All of a sudden the gadgets some of the humans began wandering through with were enough to make me shake a leaf in their direction.  They walked through chattering on about whatever life had thrown their way.  The walk was no longer a peaceful thing.  It had become interrupted by gossip and shrill laughter if anyone walked by at all.  It had been so long since someone had stopped to look at me.  They noticed the river or any animal that a person could encounter in the woods.
A great loneliness spread like a plague and we all became quiet.  After so many years, we were running out of things to talk about.  Tragedy would give us something to talk about on occasion.  Wild fires ripping through the woods of distant places, floods, droughts.  All the things no one really wants to talk about.  So we just stopped talking.  Old age was making us more susceptible to the quiet the woods afforded.
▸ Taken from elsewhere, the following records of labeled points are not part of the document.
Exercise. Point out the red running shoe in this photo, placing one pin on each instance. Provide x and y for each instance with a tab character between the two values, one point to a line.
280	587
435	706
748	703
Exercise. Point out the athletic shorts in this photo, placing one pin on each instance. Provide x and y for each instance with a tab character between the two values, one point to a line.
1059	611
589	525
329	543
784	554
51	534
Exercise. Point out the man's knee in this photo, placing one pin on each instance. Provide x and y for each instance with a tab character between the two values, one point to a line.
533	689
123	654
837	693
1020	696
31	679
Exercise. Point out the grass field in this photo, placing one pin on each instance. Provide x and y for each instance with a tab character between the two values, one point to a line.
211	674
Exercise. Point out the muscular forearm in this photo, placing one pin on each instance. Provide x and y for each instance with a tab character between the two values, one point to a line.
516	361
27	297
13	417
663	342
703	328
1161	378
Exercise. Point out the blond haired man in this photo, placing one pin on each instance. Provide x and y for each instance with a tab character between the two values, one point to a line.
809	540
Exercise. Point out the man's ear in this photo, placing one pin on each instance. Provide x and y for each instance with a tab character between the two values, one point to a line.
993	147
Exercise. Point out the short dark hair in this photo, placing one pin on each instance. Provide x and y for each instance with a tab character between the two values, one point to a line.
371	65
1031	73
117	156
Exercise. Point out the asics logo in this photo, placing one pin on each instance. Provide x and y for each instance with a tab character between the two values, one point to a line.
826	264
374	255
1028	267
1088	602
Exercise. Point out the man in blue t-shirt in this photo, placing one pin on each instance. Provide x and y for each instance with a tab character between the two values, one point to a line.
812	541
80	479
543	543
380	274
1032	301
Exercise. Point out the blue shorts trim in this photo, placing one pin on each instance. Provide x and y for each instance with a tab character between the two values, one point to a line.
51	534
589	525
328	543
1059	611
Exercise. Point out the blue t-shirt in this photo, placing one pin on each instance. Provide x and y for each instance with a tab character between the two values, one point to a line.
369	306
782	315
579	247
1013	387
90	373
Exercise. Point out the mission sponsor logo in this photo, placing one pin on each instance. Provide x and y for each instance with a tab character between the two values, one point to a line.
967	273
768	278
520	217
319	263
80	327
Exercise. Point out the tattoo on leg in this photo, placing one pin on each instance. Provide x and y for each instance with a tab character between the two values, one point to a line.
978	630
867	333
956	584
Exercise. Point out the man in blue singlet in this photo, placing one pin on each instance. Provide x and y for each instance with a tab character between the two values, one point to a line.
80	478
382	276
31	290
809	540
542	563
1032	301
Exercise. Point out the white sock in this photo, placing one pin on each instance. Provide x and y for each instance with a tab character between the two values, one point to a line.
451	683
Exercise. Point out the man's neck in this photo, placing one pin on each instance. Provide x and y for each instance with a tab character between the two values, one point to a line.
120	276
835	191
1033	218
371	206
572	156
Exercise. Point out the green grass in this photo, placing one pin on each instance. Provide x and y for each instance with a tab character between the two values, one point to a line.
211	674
I clung to my rock.  Deep down below it, my roots were contented in the soil.  It made me feel majestic on my little hill.  Ever so slightly taller than my fellows.  I felt special.  I grew my moss proudly, surrounded by great fellows with aged friendships that even stood the weather of time.  Years could pass and snow could fall but I continued to stand tall and I reached toward heaven.

I don't know when humanity began to look at us again.  But then suddenly there were tours through our midst.  Young people walking through and quietly talking amongst themselves, snapping photos, as they said, and rather enjoying themselves.  From my rock, I could watch them pass, gazing out at the river, some occasionally bothering to turn towards me for a second.
Then she came along.  She came in a group of people and lingered a little after they had moved on.  This girl noticed me.  I watched her eyes trace my branches as they bent toward the sky.  It had been cold and the drafty wind made her pull her coat tighter.  She had been showing her pictures to some of her friends in the group on her camera.  Backing up a few steps the young girl took a picture of the sun shining through my branches as I clung to my foundation.  She came and sat on my rock and looked out over the river from my point of view.  The picture I watched her take captured the bend in the river and the path below my very feet.  The moss was a vibrant green against the greying of my friends' branches.  The rocks were dark with damp and where our leaves had fallen the past autumn were patches of dark orange.  
I felt sad when she left to catch up with her friends, but she cast one last look back before she turned around the bend and out of sight.  I sighed into the wind with contentment.  But, for a while we trees had something more to talk about.  I especially recall that photograph.  It is engrained in me.  It reminded me of the beauty I've grown up in, refreshed the feeling of seeing something new.  And, it was as simple as a seeing a young girl's perspective of my point of view.